Desde a aprovação pela Câmara dos Deputados, em maio, da Medida Provisória que permite que companhias aéreas com 100% de capital estrangeiro operem no Brasil, a movimentação de players internacionais interessados em operar tanto voos domésticos quanto internacionais no país tem sido crescente. Em três meses, cinco companhias de baixo custo (low-cost) já pediram para voar no Brasil.
Flybondi, Sky e Norwegian Airlines são as aéreas que chegaram com a intenção de dominar os voos internacionais low-cost no país. Na semana passada, mais uma concorrente se junto à lista: a chilena JetSmart. Já a Air Europa, do grupo Globalia, aguarda autorização da Agência Nacional de Aviação Civil (ANAC) para operar voos domésticos.
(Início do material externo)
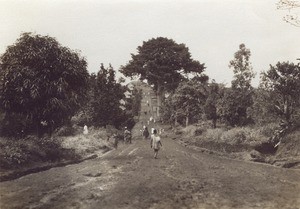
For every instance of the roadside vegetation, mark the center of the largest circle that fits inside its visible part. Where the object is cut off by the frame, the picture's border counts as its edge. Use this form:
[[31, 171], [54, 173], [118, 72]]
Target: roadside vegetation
[[47, 97]]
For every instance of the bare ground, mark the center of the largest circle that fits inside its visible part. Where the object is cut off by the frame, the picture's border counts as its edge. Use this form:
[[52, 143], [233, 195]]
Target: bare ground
[[129, 177]]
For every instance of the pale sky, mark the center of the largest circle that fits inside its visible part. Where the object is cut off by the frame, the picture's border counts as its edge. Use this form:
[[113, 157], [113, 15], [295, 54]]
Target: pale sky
[[108, 31]]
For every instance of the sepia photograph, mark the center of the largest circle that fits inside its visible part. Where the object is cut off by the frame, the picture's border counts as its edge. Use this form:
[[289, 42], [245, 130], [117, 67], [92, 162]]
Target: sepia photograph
[[150, 104]]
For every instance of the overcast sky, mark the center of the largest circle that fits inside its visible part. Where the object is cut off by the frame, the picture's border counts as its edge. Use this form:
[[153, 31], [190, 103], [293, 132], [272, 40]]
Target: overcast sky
[[109, 31]]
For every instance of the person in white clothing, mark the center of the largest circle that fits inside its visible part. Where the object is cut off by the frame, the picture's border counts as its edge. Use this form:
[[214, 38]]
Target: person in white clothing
[[155, 143]]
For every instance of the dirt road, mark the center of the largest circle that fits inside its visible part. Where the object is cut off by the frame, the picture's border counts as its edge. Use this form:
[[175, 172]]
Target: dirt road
[[129, 177]]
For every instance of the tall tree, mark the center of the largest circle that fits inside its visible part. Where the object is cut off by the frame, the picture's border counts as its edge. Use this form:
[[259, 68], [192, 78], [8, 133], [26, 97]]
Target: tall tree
[[42, 80], [163, 63], [187, 102], [214, 94], [282, 81], [238, 99], [106, 98]]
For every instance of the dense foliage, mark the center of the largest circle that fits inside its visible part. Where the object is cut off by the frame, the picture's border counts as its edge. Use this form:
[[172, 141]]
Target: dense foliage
[[43, 83], [282, 82], [238, 99], [163, 63]]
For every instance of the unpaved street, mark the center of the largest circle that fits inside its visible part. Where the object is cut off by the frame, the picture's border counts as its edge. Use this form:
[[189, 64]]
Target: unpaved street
[[129, 177]]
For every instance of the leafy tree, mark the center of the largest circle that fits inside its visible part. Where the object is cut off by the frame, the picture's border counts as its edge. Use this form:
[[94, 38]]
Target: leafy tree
[[107, 95], [283, 84], [214, 94], [262, 110], [42, 80], [187, 102], [238, 99], [133, 102], [163, 63]]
“Todas [Flybondi, Sky e Norwegian Airlines] tem programas próprios de fidelidade e não fazem parte das principais alianças que voam para cá. Isso é interessante no sentido de formação do preço final para o cliente,” afirmou Ilan Arbetman, analista da Ativa Investimentos, em entrevista ao LABS.
“Ainda estamos num momento bem incipiente do processo, onde as rotas feitas pelas low-cost não tem uma representatividade tão forte no somatório da malha aérea internacional, mas certamente as novas cias são uma opção para os clientes que buscam economia na prestação do serviço aéreo.”
Ao contrário do “semi-oligopólio” que domina a aviação doméstica no Brasil, no cenário internacional, o panorama é um pouco diferente. “Vemos uma dominância da Latam, mas há sim uma competição. Percebemos ao menos 15 empresas disputando o mercado internacional do país.”

Mirando em um público que difere das companhias tradicionais – por abrir mão de serviços como bagagem despachada, refeições à bordo e outros benefícios – as empresas low-cost prometem redinamizar o setor, fomentando o turismo sobretudo para essa parcela de consumidores mais sensíveis a preço.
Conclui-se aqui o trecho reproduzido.